If a seller’s agent learns during the contract period that their client might not be able to be out of the house in time for the closing, the agent should communicate that to the buyer’s agent and try to negotiate a compromise. Possible solutions could be an extension to the close of escrow date, or a leaseback agreement in which the seller pays the buyer (now owner) for the right to remain as a tenant of the property for a fixed period of time.
The seller’s agent should be frequently checking in with their client in the days and weeks leading up to the close of escrow date, to ensure that the seller is able to vacate the property on time. If the seller is in the process of purchasing a replacement property, the seller’s agent should be asking for updates from the seller on the status of that purchase, too.

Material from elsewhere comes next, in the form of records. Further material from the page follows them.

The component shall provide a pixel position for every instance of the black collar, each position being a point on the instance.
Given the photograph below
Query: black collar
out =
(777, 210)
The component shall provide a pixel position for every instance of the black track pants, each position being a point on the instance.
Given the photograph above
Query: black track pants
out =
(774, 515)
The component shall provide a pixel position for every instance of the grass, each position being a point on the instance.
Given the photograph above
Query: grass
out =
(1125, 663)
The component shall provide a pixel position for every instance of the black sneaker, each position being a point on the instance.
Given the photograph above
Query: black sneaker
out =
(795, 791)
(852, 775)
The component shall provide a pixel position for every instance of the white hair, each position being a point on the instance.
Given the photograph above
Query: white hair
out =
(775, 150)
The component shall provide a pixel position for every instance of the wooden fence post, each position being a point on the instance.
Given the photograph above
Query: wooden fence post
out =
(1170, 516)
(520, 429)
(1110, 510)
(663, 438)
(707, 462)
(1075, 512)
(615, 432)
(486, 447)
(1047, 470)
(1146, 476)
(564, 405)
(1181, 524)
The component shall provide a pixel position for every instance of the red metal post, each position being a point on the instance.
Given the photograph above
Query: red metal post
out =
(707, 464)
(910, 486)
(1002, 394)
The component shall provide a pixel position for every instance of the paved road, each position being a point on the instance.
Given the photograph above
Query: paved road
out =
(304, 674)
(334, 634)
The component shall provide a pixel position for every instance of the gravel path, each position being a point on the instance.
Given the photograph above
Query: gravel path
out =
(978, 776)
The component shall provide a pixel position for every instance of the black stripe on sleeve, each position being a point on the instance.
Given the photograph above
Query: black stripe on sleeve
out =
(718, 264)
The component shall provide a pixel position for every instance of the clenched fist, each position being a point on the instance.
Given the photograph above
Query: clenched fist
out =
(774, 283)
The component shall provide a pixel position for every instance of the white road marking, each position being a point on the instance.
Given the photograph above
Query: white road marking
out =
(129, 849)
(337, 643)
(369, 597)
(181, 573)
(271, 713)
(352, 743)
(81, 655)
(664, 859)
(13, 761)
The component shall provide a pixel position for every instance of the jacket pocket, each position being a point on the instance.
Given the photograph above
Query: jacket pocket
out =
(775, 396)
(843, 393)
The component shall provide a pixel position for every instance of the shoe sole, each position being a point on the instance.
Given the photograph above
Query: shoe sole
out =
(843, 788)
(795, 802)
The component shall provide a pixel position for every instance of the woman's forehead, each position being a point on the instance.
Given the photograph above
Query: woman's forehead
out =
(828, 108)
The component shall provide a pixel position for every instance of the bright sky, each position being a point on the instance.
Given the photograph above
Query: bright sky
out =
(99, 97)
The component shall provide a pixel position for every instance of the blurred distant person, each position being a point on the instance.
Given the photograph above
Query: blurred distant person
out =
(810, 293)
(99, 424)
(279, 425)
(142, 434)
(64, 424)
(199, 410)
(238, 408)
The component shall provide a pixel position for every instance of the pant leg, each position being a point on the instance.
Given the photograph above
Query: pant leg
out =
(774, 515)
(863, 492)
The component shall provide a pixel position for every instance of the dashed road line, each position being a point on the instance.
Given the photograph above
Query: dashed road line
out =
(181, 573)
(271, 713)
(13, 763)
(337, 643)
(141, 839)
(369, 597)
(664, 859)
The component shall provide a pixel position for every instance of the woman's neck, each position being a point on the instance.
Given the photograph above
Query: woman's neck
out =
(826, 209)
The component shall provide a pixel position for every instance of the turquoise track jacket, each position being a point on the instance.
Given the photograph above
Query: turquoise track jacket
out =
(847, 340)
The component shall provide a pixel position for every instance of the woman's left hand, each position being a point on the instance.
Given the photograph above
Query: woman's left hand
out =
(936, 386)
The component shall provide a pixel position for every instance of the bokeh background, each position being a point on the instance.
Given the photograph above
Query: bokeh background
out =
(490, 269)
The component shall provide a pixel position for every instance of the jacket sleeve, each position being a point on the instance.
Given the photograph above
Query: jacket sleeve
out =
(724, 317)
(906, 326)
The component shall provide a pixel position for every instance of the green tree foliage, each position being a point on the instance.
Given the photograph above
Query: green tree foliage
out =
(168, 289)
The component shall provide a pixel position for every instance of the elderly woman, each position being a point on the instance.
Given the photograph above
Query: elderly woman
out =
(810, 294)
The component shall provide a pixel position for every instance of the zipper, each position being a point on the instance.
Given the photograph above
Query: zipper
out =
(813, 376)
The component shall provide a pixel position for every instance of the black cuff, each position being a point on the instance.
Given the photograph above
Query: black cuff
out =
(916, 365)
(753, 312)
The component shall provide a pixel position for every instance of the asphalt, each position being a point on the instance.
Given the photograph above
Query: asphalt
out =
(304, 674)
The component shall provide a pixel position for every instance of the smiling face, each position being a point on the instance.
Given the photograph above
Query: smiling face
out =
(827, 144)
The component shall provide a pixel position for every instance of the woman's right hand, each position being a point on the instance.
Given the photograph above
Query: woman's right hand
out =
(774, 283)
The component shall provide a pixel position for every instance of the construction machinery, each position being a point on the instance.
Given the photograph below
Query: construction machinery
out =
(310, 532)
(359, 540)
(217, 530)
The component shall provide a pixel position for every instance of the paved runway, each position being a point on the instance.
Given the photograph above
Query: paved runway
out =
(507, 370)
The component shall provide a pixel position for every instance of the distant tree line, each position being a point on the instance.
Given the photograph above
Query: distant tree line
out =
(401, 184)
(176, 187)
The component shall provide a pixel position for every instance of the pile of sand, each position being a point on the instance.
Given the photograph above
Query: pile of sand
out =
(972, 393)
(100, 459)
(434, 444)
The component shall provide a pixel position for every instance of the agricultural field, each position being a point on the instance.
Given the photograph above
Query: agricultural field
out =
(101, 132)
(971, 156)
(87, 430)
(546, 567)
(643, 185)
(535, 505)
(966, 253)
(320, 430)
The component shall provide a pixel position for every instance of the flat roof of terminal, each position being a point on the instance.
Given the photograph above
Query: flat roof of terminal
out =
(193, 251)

Liability Takeaways for Agents & Brokers
The central theme in all of these scenarios is that the agent has duties to their client to take steps to prevent the client from breaching the purchase/sale contract. Even though the buyer and seller are the only parties to a purchase/sale contract, the agents for both parties should not wait until a breach occurs to step in and help.
Rather, the agents should be proactive in informing their clients of their contractual obligations under the purchase/sale contract and the deadlines set forth in that contract. The agent should also take all reasonable steps to ensure the client is actually able to meet their deadlines in the purchase/sale contract. Taking these extra steps will go a long way to avoid disputes between buyers and sellers, and liability for the agent.